= Anne Panning =

American writer

Anne Panning is an American writer of both fiction and nonfiction. She teaches English at State University of New York at Brockport and co-directs the Brockport Writers Forum.

==Biography==
Anne Panning grew up in Arlington, Minnesota and attended Augsburg College. She graduated in 1988 with a degree in English and then joined the Peace Corps. She served in the Philippines and then returned to the United States to study for her MFA in Creative Writing at Bowling Green State University in Ohio, where she graduated in 1993. She earned her PhD from University of Hawaii at Manoa in 1997.

Panning now teaches Creative Writing at State University of New York at Brockport and co-directs the Brockport Writers Forum with poet and colleague Ralph Black. She is married and has two children. Panning recently returned from living in Vietnam for six months while her husband taught on a Fulbright Fellowship and is working on a memoir about the experience, tentatively called Viet*Mom.

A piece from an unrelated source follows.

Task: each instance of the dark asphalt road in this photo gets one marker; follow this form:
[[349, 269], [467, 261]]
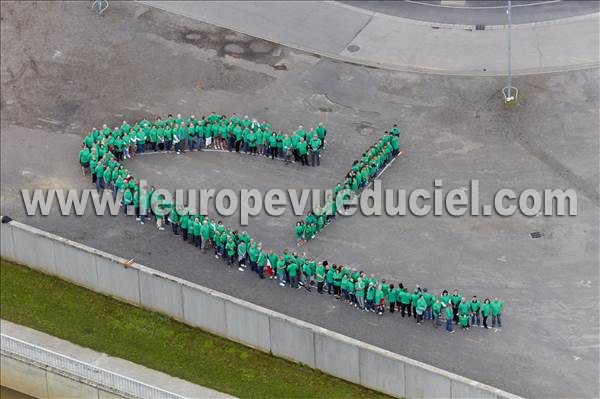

Her short stories and essays have appeared in The Florida Review, The Beloit Fiction Journal, New Letters, Prairie Schooner, The Bellingham Review, The Black Warrior Review, The South Dakota Review, Fine Print, Writing for Our Lives, Terminus, Passages North, The Alaska Quarterly Review, The Greensboro Review, The Writer Magazine, Quarterly West, Kalliope, Kenyon Review, Laurel Review, West Branch, Five Points, Under the Sun, and Cimarron Review.

==Awards==
Panning has won various awards for her writing and teaching, including the Chancellor's Award for Teaching in 2006,
and the 2007 Flannery O'Connor Award for Super America.

==Works==
- The Price of Eggs, was published by Coffeehouse Press in 1992.
- Super America, was published in 2007 by University of Georgia Press.
- Butter was published in 2012 by Northern Illinois University Press.

==Reviews==
Panning’s new collection radiates infectious optimism. Even when things aren’t going so well, her characters forge ahead, holding tight to their (mostly) modest goals: a nice house in a new subdivision, a reconciliation with an estranged wife, a new baby.